L’ophtalmologiste face à la Basse Vision, par le Dr Le bail , ophtalmologue spécialisée en Orthoptie, présidente de l’association ARIBa

Domaine émergent en ophtalmologie, la Basse Vision est peu connue, souvent assimilée à une « sorte de rééducation orthoptique ». A la frontière de l’ophtalmologie et de la rééducation fonctionnelle, ce type de prise en charge demande une vision globale du patient, incluant tous les aspects de sa vie quotidienne.
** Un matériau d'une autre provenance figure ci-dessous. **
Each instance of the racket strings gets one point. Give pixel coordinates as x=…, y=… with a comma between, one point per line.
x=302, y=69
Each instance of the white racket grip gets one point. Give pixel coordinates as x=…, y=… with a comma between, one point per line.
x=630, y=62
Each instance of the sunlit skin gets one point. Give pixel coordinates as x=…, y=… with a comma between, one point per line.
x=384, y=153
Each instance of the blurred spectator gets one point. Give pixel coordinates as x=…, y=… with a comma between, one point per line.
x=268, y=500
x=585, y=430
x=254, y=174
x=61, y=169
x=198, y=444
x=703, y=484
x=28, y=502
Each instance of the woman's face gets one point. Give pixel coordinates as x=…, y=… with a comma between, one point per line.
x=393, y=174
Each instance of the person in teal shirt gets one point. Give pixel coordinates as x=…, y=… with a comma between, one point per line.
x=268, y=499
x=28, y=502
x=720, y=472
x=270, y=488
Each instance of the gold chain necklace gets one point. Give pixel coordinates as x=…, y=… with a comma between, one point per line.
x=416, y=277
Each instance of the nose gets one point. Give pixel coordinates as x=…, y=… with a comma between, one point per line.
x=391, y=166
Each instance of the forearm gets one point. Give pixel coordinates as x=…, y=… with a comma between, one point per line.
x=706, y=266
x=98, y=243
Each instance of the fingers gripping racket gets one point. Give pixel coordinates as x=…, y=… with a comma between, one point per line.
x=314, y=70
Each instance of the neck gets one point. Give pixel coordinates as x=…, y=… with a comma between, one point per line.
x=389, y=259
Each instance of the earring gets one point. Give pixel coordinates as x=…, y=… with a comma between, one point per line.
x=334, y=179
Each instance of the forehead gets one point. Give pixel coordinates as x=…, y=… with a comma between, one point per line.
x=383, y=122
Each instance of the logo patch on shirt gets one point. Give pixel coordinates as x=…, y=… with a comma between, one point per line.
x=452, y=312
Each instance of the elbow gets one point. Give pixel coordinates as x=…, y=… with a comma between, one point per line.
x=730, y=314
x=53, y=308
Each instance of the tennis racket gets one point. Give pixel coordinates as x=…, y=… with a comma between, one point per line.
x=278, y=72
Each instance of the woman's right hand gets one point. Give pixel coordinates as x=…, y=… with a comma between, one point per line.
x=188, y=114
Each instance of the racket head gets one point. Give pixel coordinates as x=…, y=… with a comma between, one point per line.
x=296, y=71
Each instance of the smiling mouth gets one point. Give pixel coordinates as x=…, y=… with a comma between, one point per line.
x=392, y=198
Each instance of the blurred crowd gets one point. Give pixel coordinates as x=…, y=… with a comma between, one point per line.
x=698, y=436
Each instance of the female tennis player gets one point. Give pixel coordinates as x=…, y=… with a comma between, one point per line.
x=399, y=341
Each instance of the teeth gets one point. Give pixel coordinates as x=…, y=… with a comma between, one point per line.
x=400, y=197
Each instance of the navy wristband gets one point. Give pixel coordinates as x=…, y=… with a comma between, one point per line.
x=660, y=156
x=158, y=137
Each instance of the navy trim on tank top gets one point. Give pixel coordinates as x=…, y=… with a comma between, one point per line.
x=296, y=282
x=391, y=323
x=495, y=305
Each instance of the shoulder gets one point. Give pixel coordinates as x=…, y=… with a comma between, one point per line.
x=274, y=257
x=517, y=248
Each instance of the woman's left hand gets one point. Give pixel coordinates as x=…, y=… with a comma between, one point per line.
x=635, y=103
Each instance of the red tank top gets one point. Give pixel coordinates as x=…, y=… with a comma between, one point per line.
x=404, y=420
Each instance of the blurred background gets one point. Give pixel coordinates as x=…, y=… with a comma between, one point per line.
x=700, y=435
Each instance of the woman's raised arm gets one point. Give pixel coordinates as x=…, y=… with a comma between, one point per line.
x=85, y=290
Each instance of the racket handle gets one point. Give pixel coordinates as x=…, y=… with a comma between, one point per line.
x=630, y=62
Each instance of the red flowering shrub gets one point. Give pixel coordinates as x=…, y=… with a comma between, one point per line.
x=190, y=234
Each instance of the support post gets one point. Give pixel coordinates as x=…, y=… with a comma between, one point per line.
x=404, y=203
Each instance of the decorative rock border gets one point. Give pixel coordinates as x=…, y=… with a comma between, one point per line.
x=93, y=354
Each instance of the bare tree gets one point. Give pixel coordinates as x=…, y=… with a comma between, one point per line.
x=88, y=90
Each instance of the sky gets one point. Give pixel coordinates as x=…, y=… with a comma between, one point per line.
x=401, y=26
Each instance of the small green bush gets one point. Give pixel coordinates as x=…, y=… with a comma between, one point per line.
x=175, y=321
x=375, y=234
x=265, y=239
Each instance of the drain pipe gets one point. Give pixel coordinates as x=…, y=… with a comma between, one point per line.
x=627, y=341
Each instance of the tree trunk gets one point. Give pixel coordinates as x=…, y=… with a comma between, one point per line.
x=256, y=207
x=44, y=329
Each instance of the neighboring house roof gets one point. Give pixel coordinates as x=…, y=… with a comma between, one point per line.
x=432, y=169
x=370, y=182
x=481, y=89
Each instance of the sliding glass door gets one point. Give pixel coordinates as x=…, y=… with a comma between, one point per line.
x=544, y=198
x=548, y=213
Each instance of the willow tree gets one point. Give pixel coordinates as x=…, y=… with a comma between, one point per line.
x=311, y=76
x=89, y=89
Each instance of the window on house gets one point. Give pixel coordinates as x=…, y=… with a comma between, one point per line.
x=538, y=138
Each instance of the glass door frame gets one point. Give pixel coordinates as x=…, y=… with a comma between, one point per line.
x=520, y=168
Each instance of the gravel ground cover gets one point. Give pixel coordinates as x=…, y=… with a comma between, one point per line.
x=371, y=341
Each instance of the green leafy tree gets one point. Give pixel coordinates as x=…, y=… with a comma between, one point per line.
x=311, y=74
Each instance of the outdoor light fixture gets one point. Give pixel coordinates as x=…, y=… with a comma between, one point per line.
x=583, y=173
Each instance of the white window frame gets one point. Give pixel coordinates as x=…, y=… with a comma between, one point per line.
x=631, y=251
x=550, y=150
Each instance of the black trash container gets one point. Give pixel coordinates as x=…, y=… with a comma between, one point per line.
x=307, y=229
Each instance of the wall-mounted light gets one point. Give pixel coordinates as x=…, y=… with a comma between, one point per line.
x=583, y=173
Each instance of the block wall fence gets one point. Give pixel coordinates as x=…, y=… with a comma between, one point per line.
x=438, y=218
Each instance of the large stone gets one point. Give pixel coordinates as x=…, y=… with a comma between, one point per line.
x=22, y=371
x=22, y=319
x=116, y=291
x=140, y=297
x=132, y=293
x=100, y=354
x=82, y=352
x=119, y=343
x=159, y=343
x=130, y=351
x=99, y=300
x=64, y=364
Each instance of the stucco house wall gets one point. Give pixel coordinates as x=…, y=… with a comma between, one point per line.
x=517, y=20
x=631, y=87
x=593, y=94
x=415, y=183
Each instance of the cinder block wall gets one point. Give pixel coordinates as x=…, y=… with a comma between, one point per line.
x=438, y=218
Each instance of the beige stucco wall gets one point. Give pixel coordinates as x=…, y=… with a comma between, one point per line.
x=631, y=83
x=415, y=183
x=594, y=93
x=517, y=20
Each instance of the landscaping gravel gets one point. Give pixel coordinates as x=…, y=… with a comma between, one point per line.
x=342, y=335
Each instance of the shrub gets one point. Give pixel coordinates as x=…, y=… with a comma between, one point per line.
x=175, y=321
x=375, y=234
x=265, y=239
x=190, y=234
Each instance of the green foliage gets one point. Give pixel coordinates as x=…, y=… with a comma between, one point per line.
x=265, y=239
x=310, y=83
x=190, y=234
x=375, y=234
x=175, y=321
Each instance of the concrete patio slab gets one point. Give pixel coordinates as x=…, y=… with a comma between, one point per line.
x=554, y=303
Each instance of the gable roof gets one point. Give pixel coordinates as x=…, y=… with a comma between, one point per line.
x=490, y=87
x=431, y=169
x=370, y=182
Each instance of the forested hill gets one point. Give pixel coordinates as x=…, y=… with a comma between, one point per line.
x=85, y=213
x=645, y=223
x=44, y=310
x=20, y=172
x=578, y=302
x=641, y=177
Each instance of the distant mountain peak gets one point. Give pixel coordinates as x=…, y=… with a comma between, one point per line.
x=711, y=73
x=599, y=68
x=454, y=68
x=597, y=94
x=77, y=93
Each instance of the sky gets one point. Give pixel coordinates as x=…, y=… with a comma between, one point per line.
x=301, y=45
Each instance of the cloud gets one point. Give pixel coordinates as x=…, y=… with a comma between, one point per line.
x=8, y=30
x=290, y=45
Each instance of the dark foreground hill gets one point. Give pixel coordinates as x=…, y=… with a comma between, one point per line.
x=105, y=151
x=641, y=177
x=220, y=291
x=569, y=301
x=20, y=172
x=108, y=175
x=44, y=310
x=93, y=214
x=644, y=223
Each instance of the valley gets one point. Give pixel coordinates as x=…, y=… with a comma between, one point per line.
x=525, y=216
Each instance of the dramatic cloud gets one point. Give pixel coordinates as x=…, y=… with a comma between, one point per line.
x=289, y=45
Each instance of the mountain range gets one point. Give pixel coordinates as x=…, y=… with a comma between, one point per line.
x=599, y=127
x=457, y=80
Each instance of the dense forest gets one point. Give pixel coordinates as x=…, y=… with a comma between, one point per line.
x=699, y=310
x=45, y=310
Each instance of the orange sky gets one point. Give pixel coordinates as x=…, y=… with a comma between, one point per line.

Cette approche spécifique, inhabituelle, dans notre spécialité nous demande quelques adaptations.  Un nouveau regard, un changement de « point de vue » vis-à-vis de nos consultants est nécessaire ainsi qu’une nouvelle conception de notre pratique professionnelle, indissociable ici d’un travail en réseau avec d’autres partenaires médicaux ou sociaux.

A qui s’adresse ce type de suivi ?

Il faut se garder d’assimiler Basse Vision et séquelles fonctionnelles de DMLA. Certes sur le plan épidémiologique, ces patients  sont les plus nombreux mais tous les âges, toutes les maladies peuvent être concernées. En France on estime que le nombre de déficients visuels avoisine 1,7 million dont 1 492 000 malvoyants et 207 000 aveugles. ( enquête HID de juillet 2005)

Chez les adultes outre la DMLA, les principales affections concernent le glaucome, la rétinopathie diabétique et les complications rétiniennes de la myopie forte. Chez les enfants les rétinopathies sont au premier plan avec les cécités d’origine cérébrale et malformative, les séquelles  de prématurité et d’anoxie péri natale.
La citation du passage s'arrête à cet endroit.